When in January of this year, Saudi Arabia started accepted payments in yuan from China for its oil, there was much chatter about the dollar losing its cachet in international trade. Long sought by China, such a decision furthers Beijing’s goal to establish its currency internationally as a substitute for denominating world trade in dollars. But last week, India – a fellow member of BRICS – threw a spanner into the works when it refused to pay for oil from Russia in yuan in preference to the US dollar. This demonstrates that any transition away from the dollar as the world’s effective reserve currency will not be smooth.

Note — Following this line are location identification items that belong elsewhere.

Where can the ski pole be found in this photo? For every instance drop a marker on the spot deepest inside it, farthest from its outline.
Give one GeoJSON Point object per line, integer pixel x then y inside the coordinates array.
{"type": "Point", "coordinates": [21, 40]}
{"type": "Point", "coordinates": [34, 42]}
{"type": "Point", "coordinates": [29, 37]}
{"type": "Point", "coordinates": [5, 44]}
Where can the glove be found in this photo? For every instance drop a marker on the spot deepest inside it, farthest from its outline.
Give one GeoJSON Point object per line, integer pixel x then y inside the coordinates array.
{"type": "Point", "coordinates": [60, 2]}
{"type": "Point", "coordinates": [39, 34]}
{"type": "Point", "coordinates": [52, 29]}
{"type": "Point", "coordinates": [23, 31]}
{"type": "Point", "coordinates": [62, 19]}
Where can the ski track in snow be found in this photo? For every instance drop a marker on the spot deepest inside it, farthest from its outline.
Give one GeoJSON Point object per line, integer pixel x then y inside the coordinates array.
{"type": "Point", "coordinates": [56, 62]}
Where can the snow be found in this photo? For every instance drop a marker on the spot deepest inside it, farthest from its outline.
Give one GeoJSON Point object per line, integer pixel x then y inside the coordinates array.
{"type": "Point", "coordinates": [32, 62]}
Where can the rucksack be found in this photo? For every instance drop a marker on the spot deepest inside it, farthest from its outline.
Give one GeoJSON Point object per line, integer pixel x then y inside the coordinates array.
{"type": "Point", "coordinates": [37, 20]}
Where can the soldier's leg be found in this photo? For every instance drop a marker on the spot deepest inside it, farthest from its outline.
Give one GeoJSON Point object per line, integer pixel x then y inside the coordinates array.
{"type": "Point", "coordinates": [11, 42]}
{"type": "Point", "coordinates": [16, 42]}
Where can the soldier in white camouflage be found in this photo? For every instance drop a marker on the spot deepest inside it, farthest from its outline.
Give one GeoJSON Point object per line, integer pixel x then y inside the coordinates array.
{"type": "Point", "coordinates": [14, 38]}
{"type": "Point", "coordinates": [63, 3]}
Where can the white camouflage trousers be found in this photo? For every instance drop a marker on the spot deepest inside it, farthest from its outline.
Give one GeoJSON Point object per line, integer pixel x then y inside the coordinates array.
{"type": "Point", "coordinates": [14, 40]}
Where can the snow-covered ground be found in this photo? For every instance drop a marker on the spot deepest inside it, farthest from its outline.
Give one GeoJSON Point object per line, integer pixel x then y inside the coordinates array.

The precedent that China is hoping to follow, of course, is the US dollar replacing the British pound sterling after WWII as the major currency for world trade, after the latter dominated for two hundred years. After the Great Depression and two World Wars, the US economy had far surpassed the British and with the new global financial institutions such as the Bretton Woods IMF and World Bank under their effective control, the dollar was facilitated to become the world reserve currency.
For its replacement, one commentator has argued: “A successor reserve currency would need to have a large enough economy with capital markets open to foreign investors with perceived-to-be-fair trading markets and well-regulated institutions. Foreigners who wind up holding the reserve currency will be subject to its rule of law of the reserve currency country, such as it is. Even if they simply keep it in cash at a bank in their country, it will need either to have a banking licence in the reserve currency country or be a correspondent with one of its banks. And that correspondent agreement will be subject to reserve currency country law. If the foreign party would rather hold securities, the foreign party again has to be mindful of the integrity of securities regulation and the oversight of brokers and exchanges.
Ironically, the US model of highly-efficient markets with investors having extremely weak governance rights helped support the US as reserve currency. The US could tolerate having foreign investors in public US companies so long as they did not buy a stake in a perceived-to-be-important player big enough to give a foreign owner influence. The US does meddle if that looks likely to happen.
The euro was once seen as a potential competitor to the dollar, but its protracted post-Global Financial Crisis banking/sovereign debt crisis, which was never fully resolved, put paid to that idea.”
The Chinese renminbi is the logical successor to the dollar, but China does not seem willing to take the steps to have that happen. In the post-Bretton Woods regime, a country wanting to have its currency serve as a vehicle for transactions outside the country (as in independent of bilateral transactions with the country) needs to get it in circulation outside its borders. That means running trade deficits. China is unwilling to do that, since a trade deficit is tantamount to exporting jobs. Wage growth and high levels of employment are imperative to the legitimacy of their regime. China would also need open capital markets, transparency regulations, etc, that it is unwilling to initiate.
As another analyst concluded, “(D)o not expect some overarching alternative to the dollar as global reserve currency to be in place any time soon. Institutional stickiness and the relative lack of attractive currencies to hold drive that, as well as the realisation that a Euro / SDR / Keynesian Bancor type arrangement concedes national sovereignty. Instead we are likely to end up with a multiplicity of arrangements associated with bilateral relationships between “non-dollar” states who may choose to hold each other’s currencies on a portfolio basis, for example.
The dollar will likely stay hegemonic as reserve currency in the “western” bloc though, barring some total catastrophic event that cannot be foreseen at the moment.”
The move by India, even though it is also committed to a new reserve currency supports this assessment.